The giant Mother Superior in the Sky has come out from her cloudy fastness and, holding her long, articulated index finger to her desiccated lips, hisses, "Shhh."
In the morning Ezra's eyes open with the sun as it slides like an egg yolk up and off the top of the eastern volcano. I lie here perfectly still next to him. B
ut not as still as Henry incubating his bedsore. Oh, my darling, mysterious Henry. Why couldn't I speak with him yesterday? Was it yesterday? It is eons.
"Hi, Mom, what's up?"
"What's up with you? How do you feel?"
"Everything hurts, but it's different now. Sideways. Vertically. Horizontally."
"Your joints?"
"The hurt is connected to how they move."
I don't want him getting tired explaining the unexplainable. The sun is shining. The greatest impossibility of all seems to be the impossibility of understanding another human being.
"Try eating something? Or drinking?"
"Water."
So we do it again. I hold the glass to his lips, I hold my breath. He sips and swallows. We both wait.
And wait. Nothing.
Minutes pass and he has not rejected the water. His forehead is still so hot, but his temperature is now 102 degrees. Whatever that is in Celsius.

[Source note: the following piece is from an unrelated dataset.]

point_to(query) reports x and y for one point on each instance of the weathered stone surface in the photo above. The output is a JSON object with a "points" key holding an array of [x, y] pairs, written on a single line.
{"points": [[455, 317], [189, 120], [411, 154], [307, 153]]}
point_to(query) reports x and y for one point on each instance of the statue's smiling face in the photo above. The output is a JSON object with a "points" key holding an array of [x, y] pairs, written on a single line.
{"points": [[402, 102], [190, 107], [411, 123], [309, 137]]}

It is not as simple as making the world metric. Measurements are specific to what is measured. You have a fanega of coffee beans and a bulto of unrefined sugar, and not the other way around. We have a gallon of American milk from New York cows in the Genesee Valley, but Jacques drinks a liter of milk from cows that chewed French grass in the Dordogne. They are not the same.
I don't see Olga until she is right here, standing on my toes and breathing my air. "Lalo has a bunch of gringos who need a place to stay," she says, and keeps walking.
"Gringos?"
"The same."
"Gringos," I repeat. "Gringos? How did they get here?"
"By jeep. Until it got stuck somewhere below the village. I bet I know exactly where. So they walked. They're a muddy mess."
"Does Lalo know them?"
Still moving, she says, "He says they know you."
I follow her into her room. Books are piled from floor to almost-ceiling. Just that, neat piles of books. I would do almost anything to know the titles.
"They know me?"
Deep inside I am overwhelmed with shame and fear. But what have I done?
Oh, that.
Funny how I didn't think of it. Funny how it doesn't seem entirely real.